Most people in the workforce today have never had to answer the question "Smoking or nonsmoking?"
I don't miss those days. Restaurants were the worst. Yes, your smoke is able to go over the invisible nonexistent fucking barrier between your seats and mine.
Yeah man. When I was in the military in the early to mid 90's they hadn't banned it at the federal level at first. It was so disgusting having to work inside. I would go back to the barracks at night coughing if I had to work next to certain people in my unit for any length of time because they were chain smokers and as a lowly PFC I couldn't say shit to anyone about it. I would ALWAYS volunteer for any duty outside just to get away from it.
Second year I was in, they banned all indoor smoking across the entire federal government and I was SO HAPPY. The amount of bitching from those crusty old soldiers though... 😂
I ended up picking up smoking in college in the early 2000s and I have to wonder if the constant exposure to second hand smoke in places I worked, in cars from family members, etc, was a factor
I was disgusted at the time but then I fell into it. I quit eventually, which was a nightmare, but I do think the exposure to second hand nicotine from the age of like 2 was maybe a factor
I don’t know about ”most people in the workforce.” I’m in my mid-30s, and not only do I remember it once or twice from my childhood, I also encountered it once in 2013 (at a brewpub somewhere in New York). You’re right, though, that it becomes less of a thing with each passing year.
So I've since quit, and I understand why even what I'm about to describe doesn't exist anymore where I am, but right at the tail end of smoking indoors there were businesses/buildings doing totally walled off, wellish ventilated smoking areas. Those seemed ok to me, and when I (stupidly) took up smoking I was sad those were gone.

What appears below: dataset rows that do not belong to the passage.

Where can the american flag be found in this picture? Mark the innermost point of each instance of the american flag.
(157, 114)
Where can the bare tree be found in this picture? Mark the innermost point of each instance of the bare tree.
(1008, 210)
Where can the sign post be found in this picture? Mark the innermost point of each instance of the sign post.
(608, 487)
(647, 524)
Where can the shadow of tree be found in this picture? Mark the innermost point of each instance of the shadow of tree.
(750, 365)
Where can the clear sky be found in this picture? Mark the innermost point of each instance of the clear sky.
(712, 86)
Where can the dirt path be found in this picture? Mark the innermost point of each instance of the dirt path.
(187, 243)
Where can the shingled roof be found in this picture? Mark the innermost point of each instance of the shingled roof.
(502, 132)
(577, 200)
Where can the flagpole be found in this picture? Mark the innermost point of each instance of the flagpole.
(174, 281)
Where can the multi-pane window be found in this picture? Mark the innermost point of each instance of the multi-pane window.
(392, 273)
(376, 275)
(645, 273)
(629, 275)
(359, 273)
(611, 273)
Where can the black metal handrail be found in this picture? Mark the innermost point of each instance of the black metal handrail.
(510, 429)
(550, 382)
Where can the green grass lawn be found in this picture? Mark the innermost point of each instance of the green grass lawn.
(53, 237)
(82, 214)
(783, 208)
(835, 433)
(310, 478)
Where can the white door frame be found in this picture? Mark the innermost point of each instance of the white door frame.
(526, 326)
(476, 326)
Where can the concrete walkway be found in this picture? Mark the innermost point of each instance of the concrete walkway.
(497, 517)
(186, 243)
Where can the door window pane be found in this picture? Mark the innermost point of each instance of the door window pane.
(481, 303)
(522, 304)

The only, and last, one I saw when I was a smoker was in an airport, which was an unexpected godsend because my fuck does it suck to be a smoker waiting for a flight.
(Yes, it's a gross and deadly habit that's also unhealthy and gross for the people around you and the employees who had to work in/clean such spaces, and it makes sense to have no smoking indoors).

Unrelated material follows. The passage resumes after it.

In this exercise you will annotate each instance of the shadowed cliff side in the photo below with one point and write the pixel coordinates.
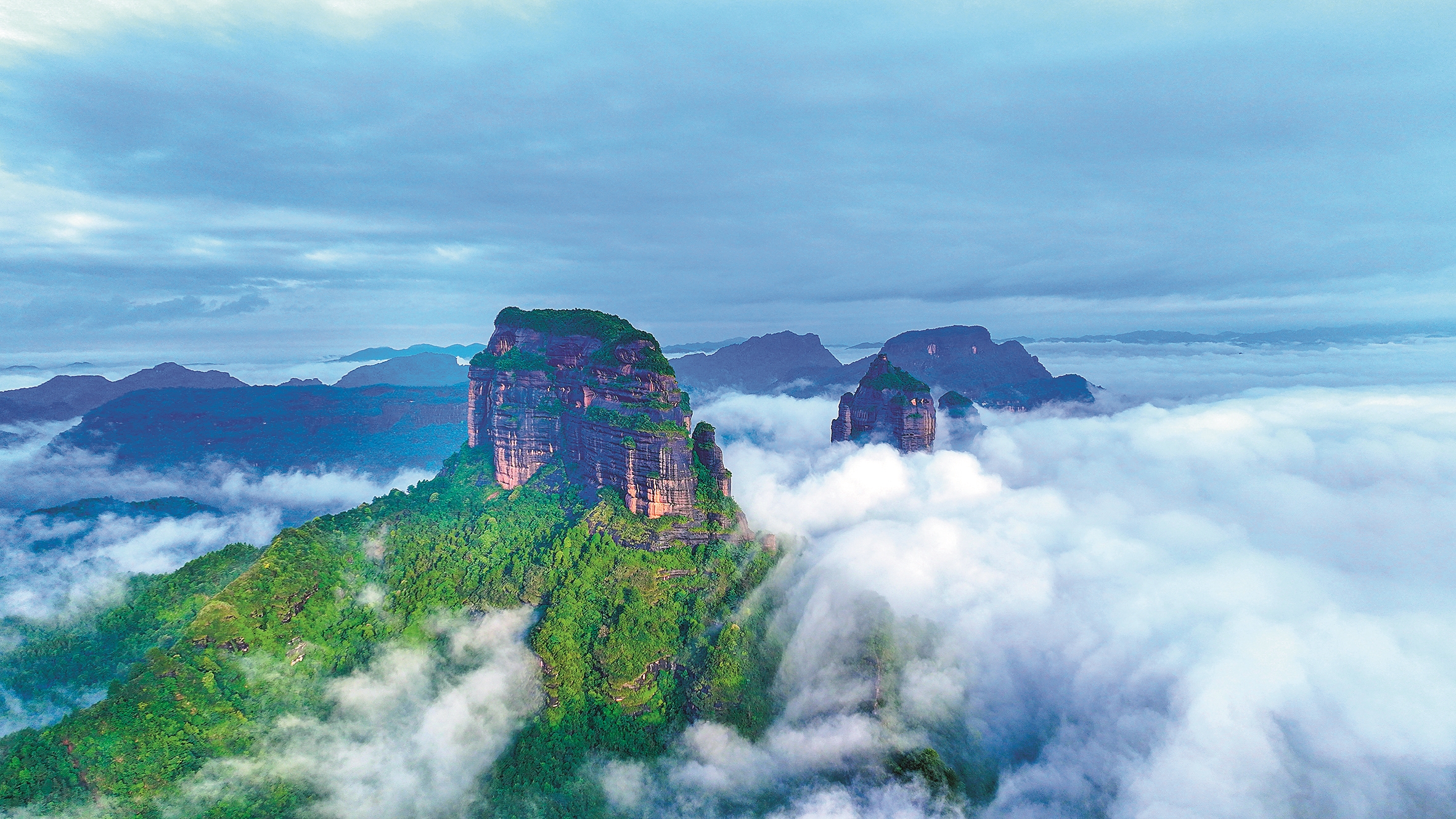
(597, 392)
(890, 405)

The only good part is there would be a long line out the door and we could get a table for 6 with no waiting. Even though only 25% of tables were non-smoking, that section was empty which made it great for kids as nobody cared how out of line we got.

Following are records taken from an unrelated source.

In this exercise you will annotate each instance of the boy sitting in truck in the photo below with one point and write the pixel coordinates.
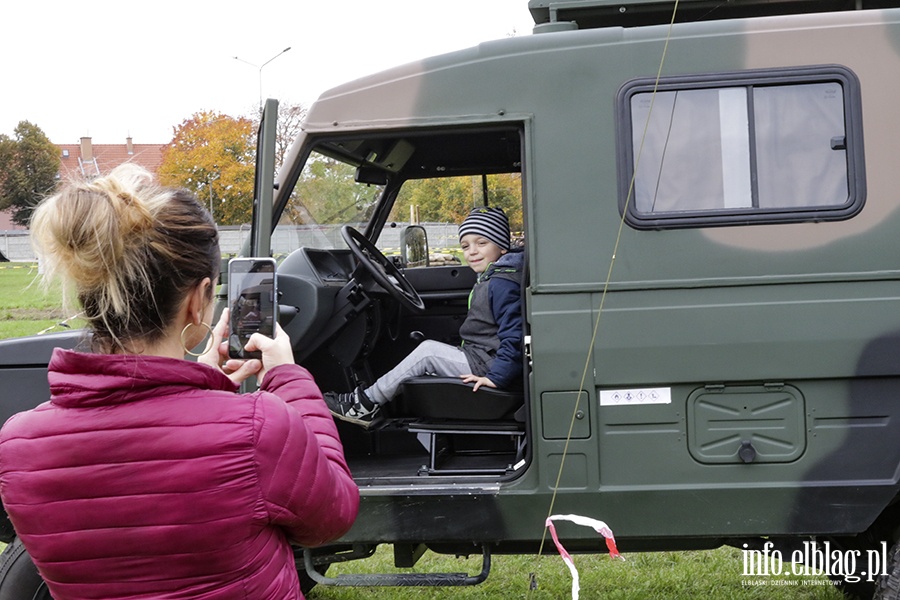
(491, 351)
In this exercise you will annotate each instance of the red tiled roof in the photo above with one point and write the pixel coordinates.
(107, 157)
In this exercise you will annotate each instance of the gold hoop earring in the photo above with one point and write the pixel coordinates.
(208, 342)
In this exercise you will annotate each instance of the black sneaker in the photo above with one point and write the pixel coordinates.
(354, 406)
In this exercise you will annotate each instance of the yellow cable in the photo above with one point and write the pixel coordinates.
(608, 278)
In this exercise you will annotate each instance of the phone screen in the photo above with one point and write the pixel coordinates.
(251, 299)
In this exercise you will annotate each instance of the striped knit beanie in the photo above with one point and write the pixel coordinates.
(489, 222)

When I was a kid, I went on a plane with my mum and we had to walk through a smoking section at one point (we were in the non smoking part).
It was a memory I wouldn't forget, not that it was anything spectacular though it smelt rather bad. Ironic since I mix tobacco with my weed now a fair bit (unless I'm vapourising).
Now it just surprises me that smoking was ever allowed inside aircrafts. Absolutely mad times we have come from.